When LeRoy Brady, chief landscape architect for the Arizona Department of Transportation, joined ADOT in 1974, he said there wasn't much going on in the aesthetics department.
“In the urban areas landscaping was not too much of a priority," Brady said.
The artistic features on the banks along the highways and splashes of color paint on the overpasses that we see today weren't around back then.
Joseph Salazar joined ADOT nearly 30 years ago, and he too saw a serious lack of identity in the freeway designs.
“One of the things I noticed early on was a lack of aesthetics for the structures and the walls and landscaping," Salazar said. He cites a section of the I-17 south of Van Buren that typifies the states approach in the past. “There’s zero landscaping, zero aesthetics. The structures weren’t even painted at all.” Instead, lightly textured concrete banks on both sides of the interstate guide drivers along the route.
Around the time Salazar joined ADOT, freeway construction in the Valley was speeding up. In 1985 voters passed Proposition 300 to increase the sales tax by half a percent in order to fund transportation projects. Salazar said he realized he had an opportunity to make highways aesthetically pleasing to those using them and living around them.
“Our freeways are no longer gonna be on the outskirts of our community. They’re going to be going through prime residential, commercial and retail areas and in a lot of cases the freeway will literally be in the people’s front yard or back yard,” Salazar said.
“So we first started off very simple, just painting the structures and then doing simple geometric petroglyph type of forms on the bridges,” Salazar said. They couldn't implement big changes that would slow down the rapidly expanding highway system in Phoenix.
They began implementing the use of native vegetation and trees to reflect the communities the highways passed through.
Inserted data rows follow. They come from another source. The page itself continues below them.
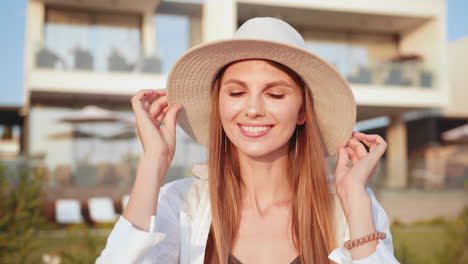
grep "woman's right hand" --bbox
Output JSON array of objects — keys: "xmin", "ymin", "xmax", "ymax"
[{"xmin": 131, "ymin": 89, "xmax": 182, "ymax": 169}]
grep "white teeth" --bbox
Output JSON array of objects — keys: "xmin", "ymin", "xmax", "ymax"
[{"xmin": 242, "ymin": 126, "xmax": 271, "ymax": 133}]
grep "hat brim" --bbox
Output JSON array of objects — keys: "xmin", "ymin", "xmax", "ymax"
[{"xmin": 167, "ymin": 39, "xmax": 356, "ymax": 156}]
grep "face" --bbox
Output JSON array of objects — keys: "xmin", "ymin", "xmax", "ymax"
[{"xmin": 219, "ymin": 60, "xmax": 305, "ymax": 158}]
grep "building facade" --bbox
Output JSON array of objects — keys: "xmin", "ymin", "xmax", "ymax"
[{"xmin": 22, "ymin": 0, "xmax": 451, "ymax": 194}]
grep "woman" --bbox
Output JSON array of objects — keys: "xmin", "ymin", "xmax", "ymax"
[{"xmin": 97, "ymin": 18, "xmax": 398, "ymax": 264}]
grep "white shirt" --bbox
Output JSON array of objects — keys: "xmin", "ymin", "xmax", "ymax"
[{"xmin": 96, "ymin": 165, "xmax": 399, "ymax": 264}]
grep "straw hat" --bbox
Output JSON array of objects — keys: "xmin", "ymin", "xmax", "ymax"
[{"xmin": 167, "ymin": 17, "xmax": 356, "ymax": 155}]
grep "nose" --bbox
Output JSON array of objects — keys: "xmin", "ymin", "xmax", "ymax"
[{"xmin": 245, "ymin": 94, "xmax": 265, "ymax": 118}]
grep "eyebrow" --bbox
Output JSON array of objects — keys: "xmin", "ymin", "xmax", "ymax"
[{"xmin": 222, "ymin": 79, "xmax": 293, "ymax": 89}]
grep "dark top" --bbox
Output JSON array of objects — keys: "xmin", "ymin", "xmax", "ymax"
[{"xmin": 228, "ymin": 255, "xmax": 301, "ymax": 264}]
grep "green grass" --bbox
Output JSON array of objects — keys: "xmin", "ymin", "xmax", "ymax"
[
  {"xmin": 392, "ymin": 225, "xmax": 448, "ymax": 264},
  {"xmin": 28, "ymin": 229, "xmax": 110, "ymax": 264}
]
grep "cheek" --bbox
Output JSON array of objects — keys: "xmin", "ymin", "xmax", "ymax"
[
  {"xmin": 268, "ymin": 101, "xmax": 299, "ymax": 123},
  {"xmin": 219, "ymin": 96, "xmax": 242, "ymax": 126}
]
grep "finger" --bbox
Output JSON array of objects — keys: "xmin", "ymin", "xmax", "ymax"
[
  {"xmin": 155, "ymin": 105, "xmax": 169, "ymax": 126},
  {"xmin": 148, "ymin": 96, "xmax": 167, "ymax": 121},
  {"xmin": 164, "ymin": 104, "xmax": 182, "ymax": 135},
  {"xmin": 130, "ymin": 89, "xmax": 155, "ymax": 114},
  {"xmin": 346, "ymin": 146, "xmax": 359, "ymax": 166},
  {"xmin": 335, "ymin": 146, "xmax": 349, "ymax": 180},
  {"xmin": 347, "ymin": 138, "xmax": 367, "ymax": 159},
  {"xmin": 141, "ymin": 90, "xmax": 166, "ymax": 111},
  {"xmin": 353, "ymin": 132, "xmax": 384, "ymax": 149}
]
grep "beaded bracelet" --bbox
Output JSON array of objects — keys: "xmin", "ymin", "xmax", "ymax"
[{"xmin": 345, "ymin": 232, "xmax": 387, "ymax": 249}]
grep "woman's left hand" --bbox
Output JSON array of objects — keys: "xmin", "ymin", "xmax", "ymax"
[{"xmin": 335, "ymin": 132, "xmax": 387, "ymax": 217}]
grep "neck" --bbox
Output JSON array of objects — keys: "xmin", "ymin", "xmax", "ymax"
[{"xmin": 239, "ymin": 145, "xmax": 292, "ymax": 215}]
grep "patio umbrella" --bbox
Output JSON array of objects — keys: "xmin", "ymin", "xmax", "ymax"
[
  {"xmin": 102, "ymin": 127, "xmax": 137, "ymax": 163},
  {"xmin": 59, "ymin": 105, "xmax": 122, "ymax": 164},
  {"xmin": 48, "ymin": 129, "xmax": 96, "ymax": 162},
  {"xmin": 442, "ymin": 124, "xmax": 468, "ymax": 143}
]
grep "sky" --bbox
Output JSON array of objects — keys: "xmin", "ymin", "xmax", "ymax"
[{"xmin": 0, "ymin": 0, "xmax": 468, "ymax": 106}]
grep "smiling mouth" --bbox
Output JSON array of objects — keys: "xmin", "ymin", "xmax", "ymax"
[{"xmin": 238, "ymin": 124, "xmax": 273, "ymax": 138}]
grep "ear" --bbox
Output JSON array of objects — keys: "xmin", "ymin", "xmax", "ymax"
[{"xmin": 297, "ymin": 107, "xmax": 306, "ymax": 125}]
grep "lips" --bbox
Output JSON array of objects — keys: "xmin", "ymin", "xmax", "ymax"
[{"xmin": 238, "ymin": 124, "xmax": 273, "ymax": 138}]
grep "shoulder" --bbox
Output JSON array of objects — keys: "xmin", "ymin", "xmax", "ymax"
[{"xmin": 159, "ymin": 176, "xmax": 208, "ymax": 212}]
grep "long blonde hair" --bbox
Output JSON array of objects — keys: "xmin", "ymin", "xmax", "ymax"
[{"xmin": 205, "ymin": 60, "xmax": 336, "ymax": 264}]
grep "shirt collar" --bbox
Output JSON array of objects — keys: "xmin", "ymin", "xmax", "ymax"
[{"xmin": 192, "ymin": 163, "xmax": 208, "ymax": 179}]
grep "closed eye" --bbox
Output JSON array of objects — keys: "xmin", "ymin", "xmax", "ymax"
[
  {"xmin": 229, "ymin": 92, "xmax": 244, "ymax": 97},
  {"xmin": 270, "ymin": 94, "xmax": 284, "ymax": 99}
]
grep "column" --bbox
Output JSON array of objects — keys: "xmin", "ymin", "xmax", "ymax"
[
  {"xmin": 141, "ymin": 11, "xmax": 156, "ymax": 57},
  {"xmin": 386, "ymin": 115, "xmax": 408, "ymax": 189},
  {"xmin": 202, "ymin": 0, "xmax": 237, "ymax": 42}
]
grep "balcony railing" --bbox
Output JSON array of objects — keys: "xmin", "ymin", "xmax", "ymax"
[
  {"xmin": 346, "ymin": 62, "xmax": 435, "ymax": 89},
  {"xmin": 35, "ymin": 46, "xmax": 162, "ymax": 74}
]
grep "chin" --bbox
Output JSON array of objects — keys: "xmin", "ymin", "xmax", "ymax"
[{"xmin": 233, "ymin": 143, "xmax": 281, "ymax": 158}]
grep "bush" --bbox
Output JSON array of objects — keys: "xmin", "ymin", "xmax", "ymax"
[{"xmin": 0, "ymin": 164, "xmax": 48, "ymax": 264}]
Palo verde and mesquite trees native to the Southwest began to replace the ponderosa pines that were used before.
“Our area looked like it was more like Southern California or something from the east coast,” Salazar said.
The innovation that Salazar is most recognized for is the use of different colored granite to create patterns and designs on the ground and slopes alongside the highways, a practice called landform graphics. Salazar said the practice came about when cost cutting measures were implemented in the 1990s. During that time, the state was working on the interchange between Sky Harbor Boulevard and State Route 143.
"We had hardly any money for trees or irrigation and just enough money for decomposed granite,” Salazar said. He said he began to think of different ways he could use the granite.
“I had an idea," Salazar said. "Why don’t we take some of this imagery and sculpture it into with the various colors of the decomposed granite and just create this canvas area of art on the ground.”
As the project was right by the Pueblo Grande Museum, Salazar met with the museum's archaeologists to examine the designs found on Native American artifacts in search of inspiration.
One roundabout features a pattern that Salazar said was typical of the ceramic bowls that he studied in the museum's collection. Because the landscaping project is so large and so close to Sky Harbor, the artwork can be seen by those flying into the airport. Salazar said it's a great way to introduce people to the aesthetics and history of Arizona.
Along with the landscaping changes, Brady said highway noise barriers, overpasses and bridges also transformed. Brady is proud of the fact that ADOT has worked with the communities when choosing the designs that will represent their neighborhoods, especially since the projects are so visible and permanent. “One of the things to remember about highways is that they are the most viewed public works projects there is,” Brady said.
For Brady and Salazar, there’s no reason why our public works projects can’t be beautiful.